Le roman de Fanny Taillandier est écrit à la première personne et l'on alterne entre le point de vue de Blaise, qui se laisse entraîner malgré lui et décrit le périple mystérieux qui le guide vers sa cible ; et celui de Djen, enceinte, qui mène l'enquête de son côté sur le commanditaire tout en s'occupant de sa grossesse et de sa mère partie voir sa sœur à l'hôpital.
Le ton et le vocabulaire sont donc ceux de l'adolescence dans un mélange de littérature et de langage parlé qu'on appréciera plus ou moins selon notre sensibilité. Cela est cohérent dans un roman à la première personne qui veut coller au plus près de l'intimité et de la personnalité de ses personnages mais cela occasionne aussi quelques dissonances voir même quelques aberrations comme ce moment où Blaise dit se traiter de chiffe molle mais en fait a pensé au mot "PD" mais ne veut pas le dire car c'est homophobe. Dans le contexte c'est un peu étrange, d'autant qu'il n'hésite pas à employer le mot "pute" un peu plus loin.
Quoiqu'il en soit l'aventure n'a au final que peu d'intérêt, les personnages secondaires sont trop insignifiants et trop légèrement traités pour que l'on s'y intéresse ; les narcotrafiquants n'apparaissent jamais réellement comme des être guère plus dangereux que menaçants pour que l'on tremble pour nos protagonistes ; l'histoire ne nous emmène pas assez dans ce monde de violence et de mauvais choix portant à conséquences graves pour que l'on ne puisse plus s'en détacher (heureusement le tout fait moins de 200 pages), bref il n'y a pas grand chose à sauver.
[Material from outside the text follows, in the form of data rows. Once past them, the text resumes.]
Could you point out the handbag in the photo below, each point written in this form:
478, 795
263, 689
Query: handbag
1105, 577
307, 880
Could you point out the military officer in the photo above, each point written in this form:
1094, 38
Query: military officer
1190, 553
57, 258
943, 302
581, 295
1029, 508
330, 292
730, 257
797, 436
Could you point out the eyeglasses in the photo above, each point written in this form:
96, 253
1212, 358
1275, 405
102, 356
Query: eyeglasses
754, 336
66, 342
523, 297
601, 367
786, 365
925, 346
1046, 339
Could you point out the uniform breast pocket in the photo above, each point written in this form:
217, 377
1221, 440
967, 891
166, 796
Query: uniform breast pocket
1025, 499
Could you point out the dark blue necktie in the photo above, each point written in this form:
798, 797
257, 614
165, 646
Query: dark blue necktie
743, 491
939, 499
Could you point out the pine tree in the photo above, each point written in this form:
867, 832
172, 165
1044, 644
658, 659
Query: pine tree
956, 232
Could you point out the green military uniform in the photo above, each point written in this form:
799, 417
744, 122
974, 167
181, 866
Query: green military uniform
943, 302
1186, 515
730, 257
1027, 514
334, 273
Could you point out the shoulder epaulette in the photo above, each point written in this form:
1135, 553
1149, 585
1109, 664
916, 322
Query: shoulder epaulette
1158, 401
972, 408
Pire l'autrice mâtine son intrigue d'une couche anticapitaliste primaire et superficielle...
On a l'impression d'un livre écrit pour les jeunes à base de références grossièrement placées au rap, aux jeux vidéos et à Scarface dont je ne retiens qu'une jolie formule concernant Blaise qui dit qu'il va devenir père sans jamais avoir été fils.